@2JTravNZ that really is up and down, it’s great news about one friend, but sad about the other, I’m glad you were able to support them, congrats on staying sober, congrats on 80 days
@ktiz welcome congrats on your days so far
@Luna2022 welcome back
@JDHealing feel better soon
@Cjp sending strength
@chey.o sending strength congrats on 150 days
@Deelzebub congrats on all the 2s I hope your daughter feels better soon
@Sabrina80 I hope the meds adjustment gets you feeling better soon
@Minatasha it sounds overwhelming, I have to remind myself often: ‘progress not perfection’, sending strength
@JP123 sending strength I hope your hair cut gives you a boost
@Hazy welcome back congrats on 24hrs
850 days no alcohol.
315 days no cocaine.
Not long been home from my day of travelling to and from my final therapy session. It was a great session, and I’m very sad that that’s it, I’ll never see or speak to this man, who’s been in my life, listening to me for the past year, again. I’ll be okay. Need to stay contained. My subconscious is hovering around age 13-15 when I was already an alcoholic, drinking heavily every day, and experiencing parental, sexual, and domestic abuse. I need to be the parent to the young Cam now, we are safe now.

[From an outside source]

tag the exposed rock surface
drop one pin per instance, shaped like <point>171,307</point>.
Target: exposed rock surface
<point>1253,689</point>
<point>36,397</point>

Checking in on day 3 cannabis free!
Reading the info on cannabis withdrawal, I really thought today was going to be awful but I’m THRILLED to say I think I’ve gotten past the worst physical symptoms.
I have therapy soon and I’m excited to tell my therapist about my quitting and to talk about all of this more. I’ve been very ashamed and secretive so it will be a big step to admit that I have a problem, but at least I can follow up with “but I’m working on it,” which I could not do before.
Checking in. Day 62
And you can!
You are safe now…
Sending huge hugs to both of you!
So excited for you! 3 days is huge
Much harder than I want to admit, but this community has been so huge for me
These words about the team spirit are inspiring me.
I have to deal with cravings since last weekend, didn’t have some for a long time.
Tonight after yoga it was a strong craving for 2 bottles of wine again.
I think i can manage it, but I am a bit afraid of it and worrying where it comes from.
Maybe didn’t really fulfill my needs over the last weeks.
Greetings to the Team
I can feel my body again as he was proved at the yoga session. Good mix with a deep meditation.
Not sure how things are going on.
But tomorrow it’s my last day at work before 4 weeks of holiday.
Checking in day 95! Got to the gym, had therapy, had a meeting, and at work now. I feel like I’m really starting to feel the positive effects of not drinking-
My mood and energy levels have been way up. Hope this keeps up
Evening check in.
It has been a busy day dealing with the kids, arranging for kitchen appliances to be delivered for next week when we have a new kitchen fitted, and also lunch with a friend I haven’t seen since last December.
I bottled 6 litres of ginger kombucha last night so that it’ll be good to drink over the festive period. I used fresh ginger root so I’m expecting a very fiery result.
I’m pleased to say that my mood has been really fine lately. I can see that I’m coping well with challenges that would have triggered my anxiety in the past. I’m coming up on a year since I stopped taking the anti depressants and I’m feeling good about that.
Time to go to bed now.
Thats wonderful news! Happy sobriety my friend
Ur post makes me happy im so glad to hear that ur seeing the positive benefits of sobriety!
Ive heard of kombucha but never tried it. Was is it exactly? How do you drink it? Cold or hot?
Its great to hear that ur doing well!
i am so so so so sick of being so lonely. I’m alone. and it’s all my fault. i can never keep friendships or relationships. i have my best friend who lives 24 hours drive away. i have my grandpa and that is it. I’m living in a house where I feel hated. I’m so sick of it
Craving a glass of wine and a cigarette. I guess quitting both was a tough choice but i decided it was enough with the alcohol at the same time my husband decided to quit smoking and i knew i wanted to quit smoking too but it wouldnt work if he still smoked so it seems im on the wagon for both. Wish me luck.
Congratulations on how far you have come! Not all days are good day. Maybe practice some self care, do something that makes you feel happy. One day at a time.
I’m sorry you feel lonely. You do have this community. I find this is the only place I can be heard and understood when it comes to addiction/sobriety. Stay strong
My condolences to you and your family Sounds like she lived a long, wonderful life!